LE PLUS GRAND ET LE PLUS BEAU MYSTÈRE DE L'ÂME RUSSE, C'EST MATHÉMATIQUES(fermaton.overblog.com)

Publié le par clovis simard

LE PLUS GRAND ET LE PLUS BEAU MYSTÈRE DE L'ÂME RUSSE, C'EST MATHÉMATIQUES(fermaton.overblog.com)

Le mystère de «l’âme russe»

Qu’est-ce que « l’âme russe » ? En voilà une question épineuse ! Chacun d’entre vous se souvient probablement des dizaines de fois dans sa vie au cours desquelles le comportement des Russes lui a paru étrange, inadapté, voire même choquant.

Les stéréotypes nationaux soulignent, dans le caractère de différentes populations, un ou deux traits généraux. Par exemple, on considère les Anglais comme réservés, les Allemands comme ponctuels, les Japonais comme travailleurs, les Écossais comme avares, etc.

Mais comment pourrait-on dépeindre les Russes en quelques mots ?

Beaucoup s’étonnent de la générosité et du sentimentalisme des Russes, mais aussi de leur manque de sens des responsabilités et d’esprit pratique. De plus, en Russie, on porte un intérêt manifeste à la littérature. Ainsi, le poète russe Andreï Voznessenki a écrit : « Les États-Unis puisent leur force dans les ordinateurs. La Russie, elle, la tient de ses lecteurs. »

 

Les sociologues cherchent l’origine et l’évolution de ces traits nationaux dans l’histoire des peuples, dans leur mode de vie et dans les premières impressions que reçoivent les enfants. Ce sont en effet les contes, les chansons, les berceuses qui forgent les principaux idéaux moraux.

À la lecture des contes russes, votre attention a probablement été attirée par le héros préféré de ce peuple, Ivan le Bêta. À ses côtés, l’on retrouve toujours des objets extraordinaires et des animaux fantastiques : le tapis volant, les bottes de sept lieues, le petit cheval bossu, le petit poisson d’or, … Avec leur aide, Ivan obtient sans peine tout ce qu’il désire. Serait-ce donc là le souhait de tout Russe ? Pouvoir réaliser ses rêves sans le moindre effort ?

Mais en réalité, Ivan est loin d’être simple d’esprit. Il feint seulement la bêtise puisque, grâce à elle, il peut triompher.

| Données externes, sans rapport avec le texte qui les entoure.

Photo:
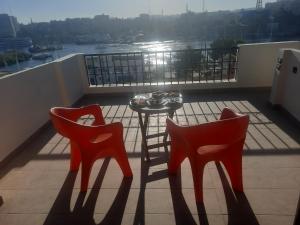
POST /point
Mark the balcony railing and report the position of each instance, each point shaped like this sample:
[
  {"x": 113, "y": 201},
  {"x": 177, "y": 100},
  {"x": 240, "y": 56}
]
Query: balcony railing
[{"x": 161, "y": 67}]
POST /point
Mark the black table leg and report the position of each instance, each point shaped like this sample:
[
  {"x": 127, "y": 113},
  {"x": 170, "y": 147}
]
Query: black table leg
[
  {"x": 144, "y": 125},
  {"x": 170, "y": 114}
]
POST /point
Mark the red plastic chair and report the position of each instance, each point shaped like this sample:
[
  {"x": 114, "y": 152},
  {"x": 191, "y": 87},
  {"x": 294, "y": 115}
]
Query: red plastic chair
[
  {"x": 90, "y": 142},
  {"x": 221, "y": 140}
]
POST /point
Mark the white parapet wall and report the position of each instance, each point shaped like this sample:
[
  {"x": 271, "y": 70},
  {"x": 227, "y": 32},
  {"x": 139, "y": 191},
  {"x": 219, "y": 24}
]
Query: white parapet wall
[
  {"x": 289, "y": 81},
  {"x": 257, "y": 62},
  {"x": 27, "y": 96}
]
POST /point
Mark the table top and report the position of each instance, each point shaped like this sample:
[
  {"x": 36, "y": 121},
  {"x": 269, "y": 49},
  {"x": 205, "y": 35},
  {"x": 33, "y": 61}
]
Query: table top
[{"x": 168, "y": 104}]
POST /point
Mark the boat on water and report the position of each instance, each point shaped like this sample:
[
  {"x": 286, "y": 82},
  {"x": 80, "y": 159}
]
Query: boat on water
[
  {"x": 42, "y": 56},
  {"x": 38, "y": 49}
]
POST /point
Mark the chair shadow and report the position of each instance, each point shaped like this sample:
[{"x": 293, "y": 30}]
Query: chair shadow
[
  {"x": 139, "y": 218},
  {"x": 182, "y": 212},
  {"x": 238, "y": 207},
  {"x": 83, "y": 212}
]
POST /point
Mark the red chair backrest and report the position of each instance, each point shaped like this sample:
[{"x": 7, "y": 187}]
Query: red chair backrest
[
  {"x": 231, "y": 128},
  {"x": 64, "y": 122}
]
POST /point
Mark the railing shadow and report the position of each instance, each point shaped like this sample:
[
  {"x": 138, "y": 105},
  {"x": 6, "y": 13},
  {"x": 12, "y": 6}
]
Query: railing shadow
[
  {"x": 83, "y": 211},
  {"x": 1, "y": 201},
  {"x": 297, "y": 216},
  {"x": 238, "y": 207}
]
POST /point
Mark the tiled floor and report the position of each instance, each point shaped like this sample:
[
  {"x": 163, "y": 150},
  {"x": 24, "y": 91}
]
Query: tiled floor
[{"x": 36, "y": 187}]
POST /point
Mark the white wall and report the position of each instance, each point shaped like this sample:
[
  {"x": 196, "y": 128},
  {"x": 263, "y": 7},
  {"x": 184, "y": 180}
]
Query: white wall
[
  {"x": 257, "y": 63},
  {"x": 290, "y": 91},
  {"x": 27, "y": 96}
]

Ce comportement prend racine dans l’histoire de la Russie, tout particulièrement dans l’invasion tatare, dans le servage, dans les souffrances et les malheurs d’un passé relativement récent. Pour survivre dans ces conditions et ne pas perdre courage, il fallait être circonspect et patient. C’est ainsi qu’est né le proverbe « Qui trop se hâte reste en chemin ». C’est de la même manière que s’est façonné le caractère du Russe travailleur, mais sans exagérer, peu pressé, endurant face aux aléas de l’existence, généreux, accueillant, à la fois prudent, téméraire et casse-cou.

Les Russes sont également délicats, subtils, modestes et ne se laissent pas aller à la vantardise. Par exemple, à la question « Comment se passe votre carrière ? », Mikhaïl Barychnikov, le génie du XXe siècle de la danse, répondait : « Je danse un petit peu ». Un autre exemple éloquent est celui de Tchekhov qui, à la suite des louanges de Tolstoï en larmes après la lecture de l’un de ses récits, rougit, se tut, essuya son binocle et finit par dire : « Il y a pourtant des fautes d’impression ».

« Ô Russie, grande et incroyable,

Ni la raison ne peut te cerner,

Ni le mètre te mesurer

Et à la foi seule tu es perméable. »

1866

Fiodor Ivanovitch Tiouttchev, 1803-1873

Fiodor Ivanovitch Tiouttchev était un très grand poète lyrique doublé d’un grand penseur. Sa poésie, imprégnée de philosophie, d’amour et de nature, respire la force et la passion. La description qu’il fait d’ailleurs des paysages russes est remarquable. Dans ses vers, la nature pense, sent et parle. Il s’était d’ailleurs lui-même qualifié de « fils fidèle de la nature ».